Al-Qaeda heir Hamza bin Laden killed: US media

By AFP

Hamza bin Laden (L) -- who was reportedly killed according to US officials -- and his late father, Osama, are shown in undated photos. [File]

Hamza bin Laden (L) -- who was reportedly killed according to US officials -- and his late father, Osama, are shown in undated photos. [File]

Osama bin Laden's son Hamza, chosen heir to the leadership of al-Qaeda, has been killed, US media reported Wednesday (July 31st) citing American officials.

NBC News said three US officials had confirmed they had information of Hamza bin Laden's death, but gave no details of the place or date.

The New York Times subsequently cited two US officials saying they had confirmation that he was killed during the last two years in an operation that involved the US.

Questioned by reporters in the Oval Office, President Donald Trump did not confirm or deny the NBC report.

"I do not want to comment on it," he said.

Both reports suggested that bin Laden may have been killed well before the US State Department announced a $1 million bounty on his head in February 2019.

The 15th of Osama bin Laden's 20 children and a son of his third wife, Hamza, thought to be about 30 years old, was "emerging as a leader in the al-Qaeda franchise", the State Department said in announcing the reward.

Sometimes dubbed the "crown prince of jihad", he had put out audio and video messages calling for attacks on western countries, especially to avenge his father's killing by US forces in Pakistan in May 2011, the department said.

Documents seized in the raid on his father's house in Abbottabad suggested Hamza was being groomed as heir to the al-Qaeda leadership.

US forces also found a video of the wedding of Hamza to the daughter of another senior al-Qaeda official that is believed to have taken place in Iran.

Hamza bin Laden's whereabouts have never been pinpointed.
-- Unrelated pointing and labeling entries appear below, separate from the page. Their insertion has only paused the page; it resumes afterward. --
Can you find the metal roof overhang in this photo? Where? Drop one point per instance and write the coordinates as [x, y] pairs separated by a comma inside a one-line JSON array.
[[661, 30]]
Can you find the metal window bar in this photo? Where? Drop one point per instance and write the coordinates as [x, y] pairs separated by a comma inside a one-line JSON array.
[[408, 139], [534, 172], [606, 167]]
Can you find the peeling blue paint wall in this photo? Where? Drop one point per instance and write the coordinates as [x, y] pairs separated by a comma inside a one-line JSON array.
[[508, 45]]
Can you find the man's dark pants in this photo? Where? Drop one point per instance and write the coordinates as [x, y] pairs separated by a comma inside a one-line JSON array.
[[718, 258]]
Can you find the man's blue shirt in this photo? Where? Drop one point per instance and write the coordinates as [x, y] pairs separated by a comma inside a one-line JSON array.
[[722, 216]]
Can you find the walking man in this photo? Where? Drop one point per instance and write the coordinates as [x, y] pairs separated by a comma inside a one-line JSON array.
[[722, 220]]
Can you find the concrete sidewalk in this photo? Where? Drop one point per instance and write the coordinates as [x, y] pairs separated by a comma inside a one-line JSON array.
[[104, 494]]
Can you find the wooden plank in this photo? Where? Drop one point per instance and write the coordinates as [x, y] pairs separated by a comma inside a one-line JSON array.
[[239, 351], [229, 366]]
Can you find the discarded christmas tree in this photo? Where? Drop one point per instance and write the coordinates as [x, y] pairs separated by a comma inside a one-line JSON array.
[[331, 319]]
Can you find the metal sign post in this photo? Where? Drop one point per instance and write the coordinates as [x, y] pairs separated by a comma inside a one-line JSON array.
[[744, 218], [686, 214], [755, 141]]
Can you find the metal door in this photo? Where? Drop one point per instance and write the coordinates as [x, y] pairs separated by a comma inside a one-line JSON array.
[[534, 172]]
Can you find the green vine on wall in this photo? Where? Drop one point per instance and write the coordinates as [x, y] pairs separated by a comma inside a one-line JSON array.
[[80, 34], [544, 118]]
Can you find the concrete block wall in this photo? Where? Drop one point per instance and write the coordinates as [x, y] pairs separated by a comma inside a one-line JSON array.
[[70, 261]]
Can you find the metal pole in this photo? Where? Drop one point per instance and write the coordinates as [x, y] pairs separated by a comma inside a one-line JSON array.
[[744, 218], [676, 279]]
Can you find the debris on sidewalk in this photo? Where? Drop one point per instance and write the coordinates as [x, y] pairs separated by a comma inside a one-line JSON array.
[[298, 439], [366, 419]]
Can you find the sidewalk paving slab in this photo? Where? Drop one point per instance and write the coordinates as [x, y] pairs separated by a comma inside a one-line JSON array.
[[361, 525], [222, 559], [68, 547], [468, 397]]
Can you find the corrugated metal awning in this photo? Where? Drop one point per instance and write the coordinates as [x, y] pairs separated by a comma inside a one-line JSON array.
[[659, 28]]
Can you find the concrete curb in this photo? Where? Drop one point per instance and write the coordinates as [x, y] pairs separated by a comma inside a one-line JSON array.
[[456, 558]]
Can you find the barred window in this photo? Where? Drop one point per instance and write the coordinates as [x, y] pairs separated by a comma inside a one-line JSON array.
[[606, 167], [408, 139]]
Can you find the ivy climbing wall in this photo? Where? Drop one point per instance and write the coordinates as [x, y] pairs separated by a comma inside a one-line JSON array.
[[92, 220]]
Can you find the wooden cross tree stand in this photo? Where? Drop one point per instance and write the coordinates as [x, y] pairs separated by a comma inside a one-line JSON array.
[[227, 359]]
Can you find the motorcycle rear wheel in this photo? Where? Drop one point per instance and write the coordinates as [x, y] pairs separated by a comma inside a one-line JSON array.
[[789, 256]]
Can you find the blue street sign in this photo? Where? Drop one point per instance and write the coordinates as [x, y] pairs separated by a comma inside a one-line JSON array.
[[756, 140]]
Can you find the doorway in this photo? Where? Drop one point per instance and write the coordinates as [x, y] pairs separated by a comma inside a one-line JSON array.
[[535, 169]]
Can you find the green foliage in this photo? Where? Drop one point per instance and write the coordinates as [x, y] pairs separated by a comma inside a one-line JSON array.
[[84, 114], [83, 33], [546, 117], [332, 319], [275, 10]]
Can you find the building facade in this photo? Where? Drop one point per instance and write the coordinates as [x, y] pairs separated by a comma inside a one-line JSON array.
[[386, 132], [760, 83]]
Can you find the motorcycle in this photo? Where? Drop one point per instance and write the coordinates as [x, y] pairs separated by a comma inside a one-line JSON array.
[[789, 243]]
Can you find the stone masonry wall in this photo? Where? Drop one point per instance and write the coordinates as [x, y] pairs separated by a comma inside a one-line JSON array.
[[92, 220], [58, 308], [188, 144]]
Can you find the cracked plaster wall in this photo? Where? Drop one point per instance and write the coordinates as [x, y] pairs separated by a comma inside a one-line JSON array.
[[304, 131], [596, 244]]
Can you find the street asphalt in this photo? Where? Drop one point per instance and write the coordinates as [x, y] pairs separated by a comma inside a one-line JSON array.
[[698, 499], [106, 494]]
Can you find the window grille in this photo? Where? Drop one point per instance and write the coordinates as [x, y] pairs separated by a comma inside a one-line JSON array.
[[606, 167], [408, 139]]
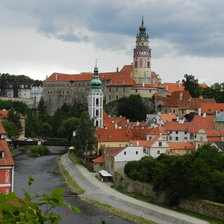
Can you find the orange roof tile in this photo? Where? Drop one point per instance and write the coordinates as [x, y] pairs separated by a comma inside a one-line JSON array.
[[176, 126], [212, 108], [2, 129], [3, 113], [172, 87], [181, 145], [113, 135], [200, 122], [168, 117], [99, 159], [7, 160]]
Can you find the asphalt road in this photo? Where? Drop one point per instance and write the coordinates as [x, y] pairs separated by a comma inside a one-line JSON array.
[[46, 174]]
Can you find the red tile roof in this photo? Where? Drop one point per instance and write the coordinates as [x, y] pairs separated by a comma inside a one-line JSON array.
[[168, 117], [3, 113], [172, 87], [113, 135], [212, 108], [200, 122], [176, 126], [2, 129], [7, 160], [157, 131], [99, 159], [181, 145]]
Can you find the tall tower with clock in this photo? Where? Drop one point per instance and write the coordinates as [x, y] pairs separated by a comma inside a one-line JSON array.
[[142, 57], [95, 100]]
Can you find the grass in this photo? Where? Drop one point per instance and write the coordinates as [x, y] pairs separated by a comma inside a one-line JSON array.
[[119, 213], [71, 183], [74, 158], [200, 216], [184, 211]]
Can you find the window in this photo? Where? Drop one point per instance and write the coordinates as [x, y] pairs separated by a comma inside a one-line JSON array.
[[1, 155]]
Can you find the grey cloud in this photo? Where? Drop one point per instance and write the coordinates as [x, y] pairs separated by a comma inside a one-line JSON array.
[[195, 27]]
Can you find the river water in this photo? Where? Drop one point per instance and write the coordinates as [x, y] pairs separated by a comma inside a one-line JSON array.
[[47, 177]]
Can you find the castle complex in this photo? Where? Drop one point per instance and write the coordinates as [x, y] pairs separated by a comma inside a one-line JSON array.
[[136, 78]]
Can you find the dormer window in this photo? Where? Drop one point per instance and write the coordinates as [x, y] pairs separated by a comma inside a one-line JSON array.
[[2, 154]]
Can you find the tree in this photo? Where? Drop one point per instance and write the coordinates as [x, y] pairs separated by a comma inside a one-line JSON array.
[[11, 129], [67, 127], [85, 139], [132, 107], [14, 117], [191, 85], [34, 208]]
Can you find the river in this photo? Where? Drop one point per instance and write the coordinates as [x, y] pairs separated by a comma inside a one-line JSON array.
[[47, 177]]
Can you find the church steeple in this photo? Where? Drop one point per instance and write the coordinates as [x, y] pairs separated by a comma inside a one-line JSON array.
[[142, 57], [95, 99]]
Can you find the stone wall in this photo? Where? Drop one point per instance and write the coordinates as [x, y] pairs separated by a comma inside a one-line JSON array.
[[133, 186], [208, 208]]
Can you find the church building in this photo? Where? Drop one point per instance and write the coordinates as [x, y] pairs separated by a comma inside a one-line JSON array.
[[136, 78]]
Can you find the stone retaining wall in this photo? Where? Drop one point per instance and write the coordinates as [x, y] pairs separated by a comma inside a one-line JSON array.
[[204, 207], [208, 208]]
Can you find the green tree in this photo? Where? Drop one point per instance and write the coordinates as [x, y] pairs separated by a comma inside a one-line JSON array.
[[85, 139], [34, 208], [11, 129], [67, 127], [14, 117], [191, 85], [132, 107]]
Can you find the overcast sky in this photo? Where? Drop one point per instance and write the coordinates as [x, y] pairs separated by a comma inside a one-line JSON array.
[[39, 37]]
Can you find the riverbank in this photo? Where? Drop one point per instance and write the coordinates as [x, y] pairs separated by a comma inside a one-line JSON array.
[[100, 192]]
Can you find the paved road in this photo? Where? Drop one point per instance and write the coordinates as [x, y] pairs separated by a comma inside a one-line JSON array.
[[96, 190], [47, 177]]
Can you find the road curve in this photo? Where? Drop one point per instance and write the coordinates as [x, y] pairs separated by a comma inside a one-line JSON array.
[[95, 190]]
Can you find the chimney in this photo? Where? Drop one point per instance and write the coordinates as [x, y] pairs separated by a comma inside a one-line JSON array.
[[181, 96]]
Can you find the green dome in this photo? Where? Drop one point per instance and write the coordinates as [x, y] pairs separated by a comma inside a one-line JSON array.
[[95, 82], [220, 117]]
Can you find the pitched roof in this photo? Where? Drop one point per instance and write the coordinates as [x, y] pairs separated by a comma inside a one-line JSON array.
[[113, 151], [181, 145], [212, 108], [201, 122], [176, 126], [113, 135], [7, 160], [172, 87], [3, 113], [157, 131], [2, 129], [99, 159], [168, 117], [220, 117]]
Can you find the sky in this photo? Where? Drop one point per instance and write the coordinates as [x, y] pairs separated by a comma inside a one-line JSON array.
[[40, 37]]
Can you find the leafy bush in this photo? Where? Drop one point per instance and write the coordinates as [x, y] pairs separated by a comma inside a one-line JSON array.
[[198, 175], [37, 150]]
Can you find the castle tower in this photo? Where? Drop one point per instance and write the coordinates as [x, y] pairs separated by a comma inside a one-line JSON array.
[[142, 57], [95, 100]]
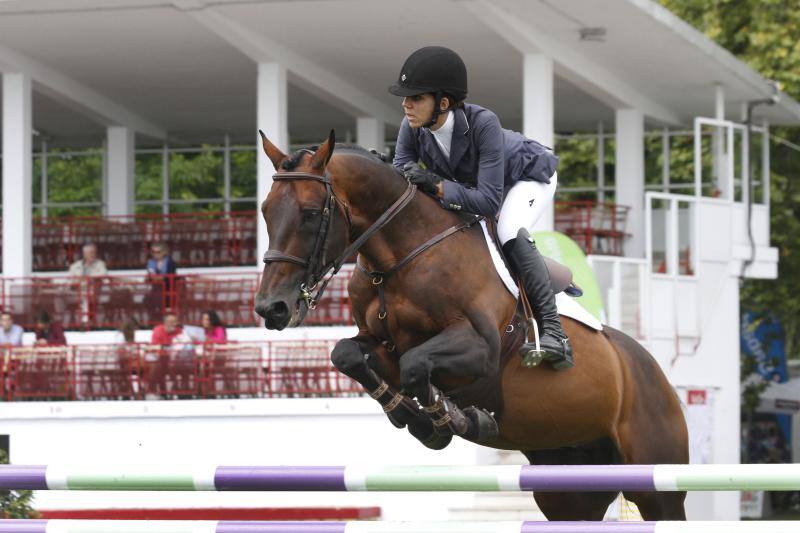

He was believed to have been under house arrest in Iran but reports suggest he also may have resided in Afghanistan, Pakistan and Syria.

Al-Qaeda's prominence as an extremist group has faded over the past decade in the shadow of the "Islamic State of Iraq and Syria" (ISIS).

But the proliferation of branches and associated groups in Afghanistan, Yemen, Syria and elsewhere have underscored its continuing potency.

Groomed to lead

Hamza bin Laden was not targeted just because he was bin Laden's son, said Rita Katz, executive director of the SITE Intelligence Group, which tracks extremists.

"He was one of al-Qaeda's loudest voices calling for attacks in the West and giving directives. He, with al-Qaeda's help, was positioning himself to lead the global jihadi movement," Katz said on Twitter.

"He was seen as a future leader who would unite the global jihad. Thus, if he is indeed dead, it will be a major blow to the movement," she said.

"I think it is a big loss for al-Qaeda," said Pakistani security expert Rahimullah Yusufzai, one the few journalists to have interviewed Osama bin Laden face to face.

"They needed someone younger and more active. And Hamza bin Laden had those qualities," Yusufzai told AFP.

"He would have been acceptable to the rank and file and a natural successor to his father."

In 2017 he was placed on the US terrorist blacklist, seen as a potent future figurehead for the group.

With ISIS apparently on the verge of collapse, "Hamza is now the figure best placed to reunify the global jihadi movement", former FBI special agent and al-Qaeda specialist Ali Soufan wrote at the time of his blacklisting.